Beauty and Power of the Cold
I stepped out into the darkness.
The moon cast shadows of the hitch rail across the blue snow, a promise.
Below zero air tingled my cheeks and bit at the tip of my nose.
Silent beauty battled the power to kill.
I burned the image of the moon and shadows into my mind, savoring this gift I would need to help me through the morning, the day and the next week of unrelenting, bone-chilling cold.
It was time to ship some lambs.
I hold on to my lambs until January or February in an attempt to catch a market upswing. Typically, the seasonal lamb market bumps up in August and again this time of year. I gamble against the price of feeding hay and the coyotes to cash a little bigger check.
And I gamble that I can talk somebody into helping me sort, ear tag and haul those lambs when the mercury can’t find zero.
Fortunately, that’s a pretty safe bet.
My friend, Jennie, and my brother, Roger, showed up on Thursday to place scrapies tags in each lamb’s ear and document each tag number. We hoped we would stay warm with the effort of penning and catching each lamb.

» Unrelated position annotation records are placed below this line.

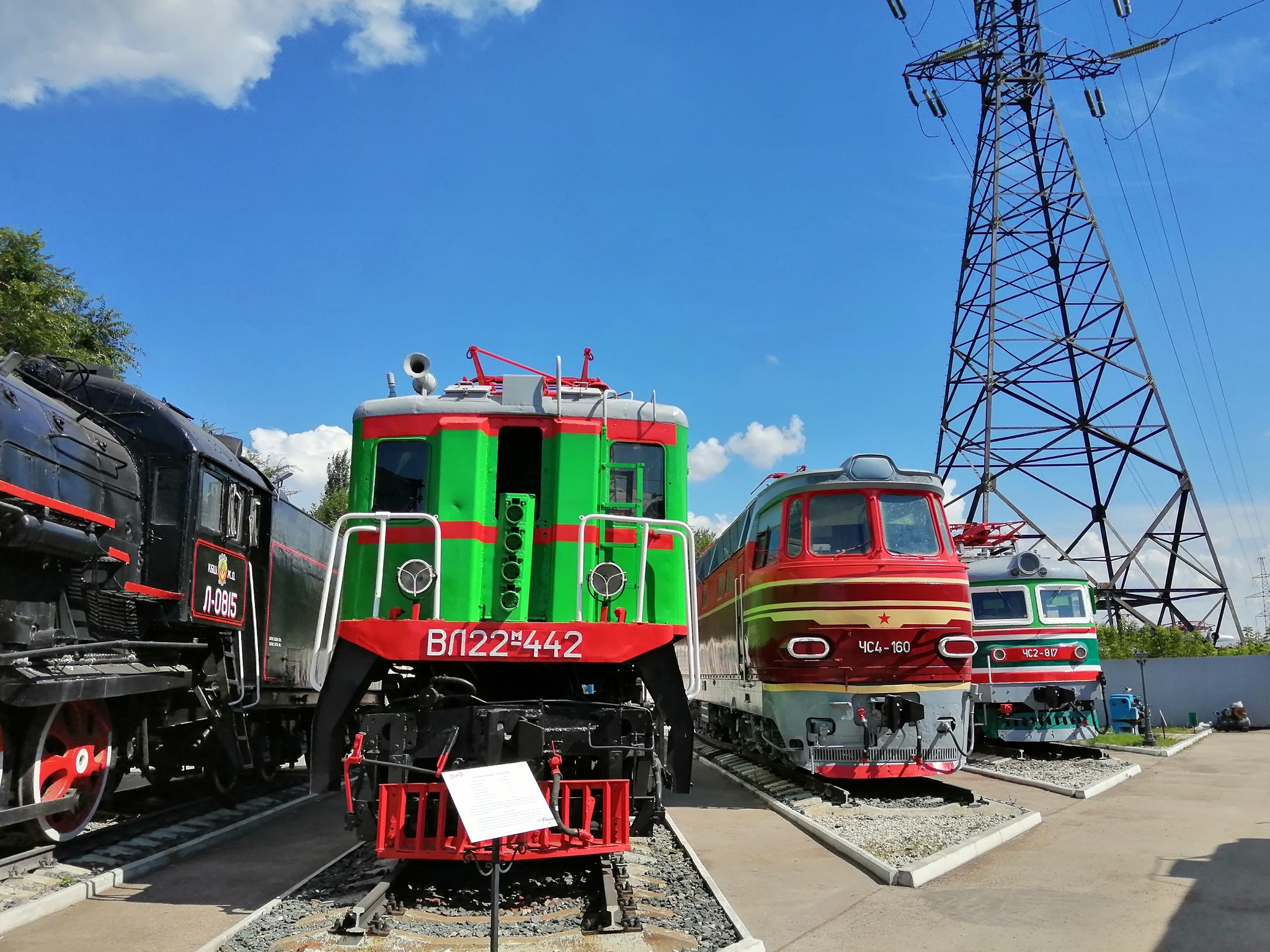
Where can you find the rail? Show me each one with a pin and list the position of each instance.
(324, 637)
(646, 526)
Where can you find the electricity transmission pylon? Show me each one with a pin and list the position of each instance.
(1263, 579)
(1050, 413)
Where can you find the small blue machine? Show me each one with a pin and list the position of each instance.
(1124, 710)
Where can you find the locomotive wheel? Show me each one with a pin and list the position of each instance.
(223, 778)
(6, 765)
(265, 749)
(68, 748)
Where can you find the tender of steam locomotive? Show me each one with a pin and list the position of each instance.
(1037, 672)
(511, 586)
(836, 626)
(156, 598)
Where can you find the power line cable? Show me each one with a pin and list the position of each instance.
(1163, 314)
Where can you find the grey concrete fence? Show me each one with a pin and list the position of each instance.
(1180, 685)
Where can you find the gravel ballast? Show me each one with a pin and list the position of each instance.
(446, 906)
(1075, 772)
(904, 832)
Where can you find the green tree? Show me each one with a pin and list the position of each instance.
(45, 311)
(705, 537)
(334, 496)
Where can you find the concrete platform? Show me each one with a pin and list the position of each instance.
(1178, 860)
(179, 908)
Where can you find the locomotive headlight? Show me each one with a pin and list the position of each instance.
(808, 649)
(415, 576)
(607, 580)
(958, 646)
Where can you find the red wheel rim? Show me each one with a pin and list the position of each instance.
(75, 754)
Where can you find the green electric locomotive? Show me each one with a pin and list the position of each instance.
(515, 582)
(1037, 672)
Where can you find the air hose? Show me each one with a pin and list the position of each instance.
(943, 729)
(556, 799)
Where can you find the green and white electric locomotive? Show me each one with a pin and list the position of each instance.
(513, 584)
(1037, 674)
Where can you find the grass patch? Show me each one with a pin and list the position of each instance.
(1165, 738)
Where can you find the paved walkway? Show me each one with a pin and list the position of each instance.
(1176, 858)
(186, 906)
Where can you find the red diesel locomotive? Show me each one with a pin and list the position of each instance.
(836, 626)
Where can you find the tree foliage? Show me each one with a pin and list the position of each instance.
(1163, 641)
(705, 537)
(45, 311)
(334, 498)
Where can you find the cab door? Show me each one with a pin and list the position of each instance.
(168, 501)
(219, 584)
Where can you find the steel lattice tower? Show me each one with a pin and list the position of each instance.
(1049, 407)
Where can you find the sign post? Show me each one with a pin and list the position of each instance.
(495, 803)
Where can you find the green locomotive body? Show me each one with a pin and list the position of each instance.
(515, 579)
(1037, 672)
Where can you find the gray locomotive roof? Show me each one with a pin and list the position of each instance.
(522, 395)
(998, 570)
(860, 471)
(853, 475)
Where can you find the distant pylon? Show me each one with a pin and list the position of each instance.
(1049, 408)
(1263, 579)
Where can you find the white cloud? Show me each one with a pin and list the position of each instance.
(706, 460)
(954, 511)
(305, 454)
(762, 446)
(717, 523)
(216, 50)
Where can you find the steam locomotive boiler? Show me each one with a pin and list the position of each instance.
(156, 598)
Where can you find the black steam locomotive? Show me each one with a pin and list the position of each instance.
(158, 598)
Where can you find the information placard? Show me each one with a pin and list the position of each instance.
(498, 801)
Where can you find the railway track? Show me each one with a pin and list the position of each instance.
(657, 895)
(133, 813)
(904, 832)
(144, 829)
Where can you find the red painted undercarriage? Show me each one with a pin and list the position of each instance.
(418, 822)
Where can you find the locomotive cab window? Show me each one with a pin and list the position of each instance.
(211, 503)
(768, 536)
(794, 530)
(1062, 603)
(838, 524)
(401, 477)
(638, 475)
(253, 523)
(907, 526)
(234, 512)
(1001, 606)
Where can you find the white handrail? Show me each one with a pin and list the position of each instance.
(324, 635)
(255, 638)
(690, 579)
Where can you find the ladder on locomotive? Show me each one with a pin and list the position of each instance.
(244, 694)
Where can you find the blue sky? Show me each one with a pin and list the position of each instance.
(733, 205)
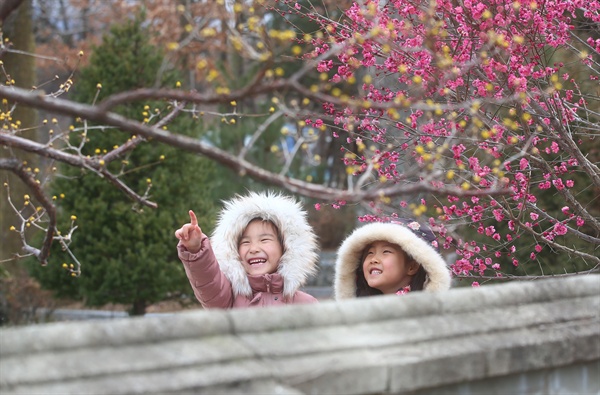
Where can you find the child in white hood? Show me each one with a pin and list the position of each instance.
(261, 252)
(394, 257)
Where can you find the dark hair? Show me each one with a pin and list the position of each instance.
(418, 281)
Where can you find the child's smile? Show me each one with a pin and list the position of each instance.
(386, 267)
(259, 248)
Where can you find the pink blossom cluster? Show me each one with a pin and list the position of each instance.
(465, 91)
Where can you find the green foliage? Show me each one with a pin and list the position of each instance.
(127, 251)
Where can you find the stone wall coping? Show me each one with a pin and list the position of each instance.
(386, 344)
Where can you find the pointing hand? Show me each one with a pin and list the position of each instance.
(190, 234)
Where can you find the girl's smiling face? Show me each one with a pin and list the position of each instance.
(259, 248)
(387, 268)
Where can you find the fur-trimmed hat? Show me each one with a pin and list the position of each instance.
(299, 259)
(415, 239)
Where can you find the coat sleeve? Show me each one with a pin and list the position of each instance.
(211, 287)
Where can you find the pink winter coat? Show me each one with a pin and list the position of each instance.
(216, 273)
(214, 290)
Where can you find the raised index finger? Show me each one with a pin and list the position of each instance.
(193, 219)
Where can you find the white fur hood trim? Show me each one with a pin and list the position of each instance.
(350, 252)
(299, 259)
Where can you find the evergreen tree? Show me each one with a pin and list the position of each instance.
(127, 252)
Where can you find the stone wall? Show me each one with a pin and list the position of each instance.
(527, 338)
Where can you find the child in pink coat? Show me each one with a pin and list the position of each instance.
(260, 254)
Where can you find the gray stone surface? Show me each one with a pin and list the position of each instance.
(534, 336)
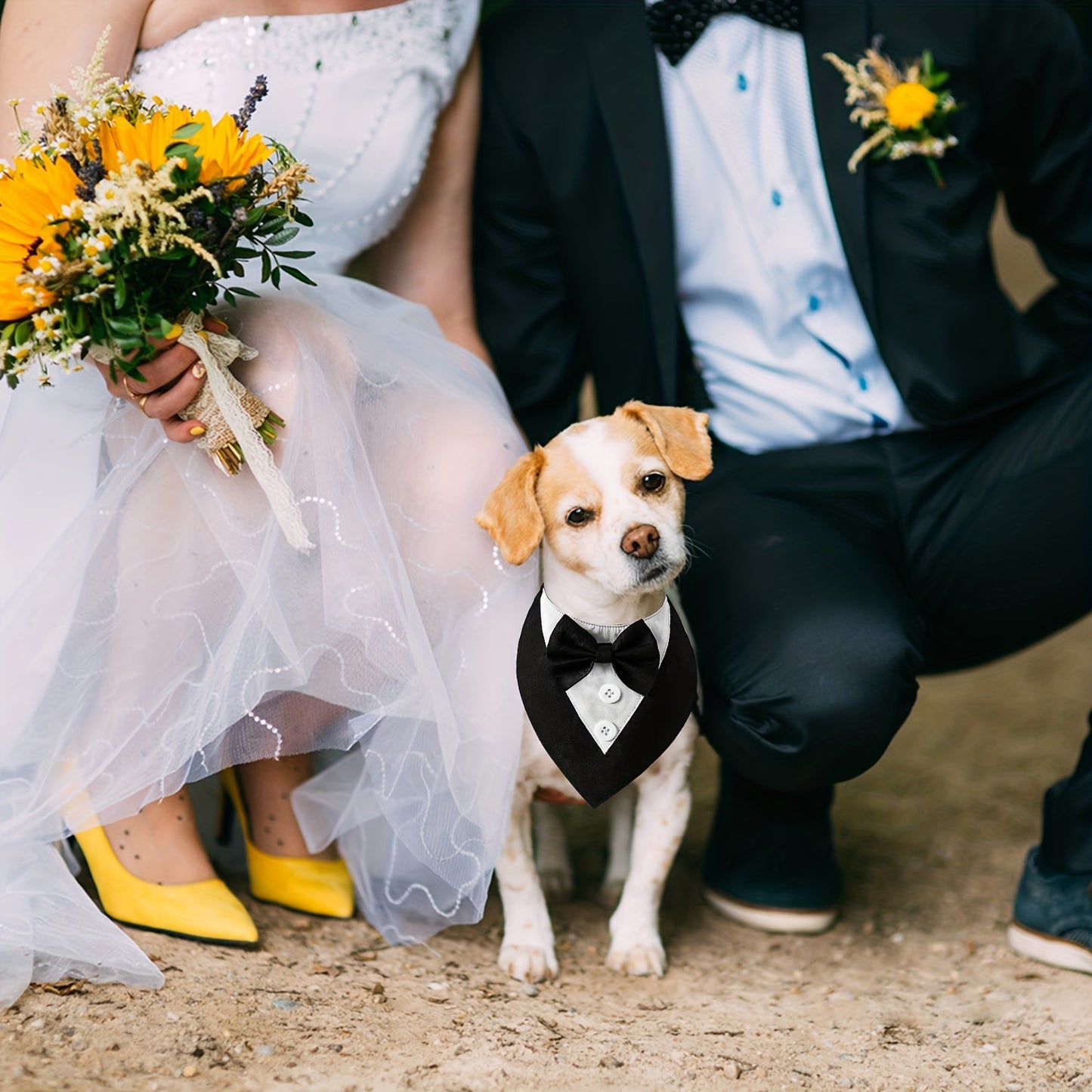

This should not be a hard job, but it is.
The scrapie tags are free, government-issued, low-bidder tags. So is the tagger.
I got what I paid for.
About half the time, the tagger punches a hole in the tag before it pierces the lamb’s ear. The tag, along with the effort to restrain the lamb’s ear, is wasted. After years of fighting the tagger, last fall I had an inspiration – buy a better tagger. And on Thursday I even remembered where I had stashed it.
We bunched the lambs into a tight pen, Jennie kept the tagger loaded, I caught the lambs and Roger pierced each ear. Five minutes into our system, the new tagger misfired.
Bare-handed, we each analyzed the tagger’s mechanism, twisted a couple of brittle plastic parts and tried again. 50-50 success.
If I choose to keep using a tool that doesn’t work, that’s my fault, but I thought I had this problem solved. Frustration steamed the barn. We got the lambs tagged in spite of it, thanks to more diligent, patient people than I.
On Saturday my trucker friend, Lance, Roger, my daughter, Abby, and my friends Zane and Casey pulled up to the barn about 8:00. The thermometer registered -17 and low clouds had rolled in. We ran the lambs into the barn alley. The biggest lambs had a few days’ reprieve until I hauled them to the processor so we sorted the biggest ones to the back and let the smaller ones escape to the loading chute.
Lance, Zane and Casey shoved, cajoled and pushed lambs toward the chute while Roger, Abby and I kept pulling out the keepers, pushing them into a separate pen.
As the last lamb hopped up the chute to the top deck and Lance slid the trailer door closed, we all looked at one another. All of us were sweaty, but with frostbitten fingers. Abby and Casey are stunningly beautiful no matter where they are or what they are doing. The rest of us carried enough ice on our eyelashes to blind us and our noses ran until it froze on our upper lips.
But cracked lips burst into smiles.
Somebody said “I’d a lot rather be loading lambs this morning than sitting at a desk, staring at a computer.”
One more time, the beauty of a job well-done beat the power to kill.
From my ranch to yours, this is Lisa Schmidt.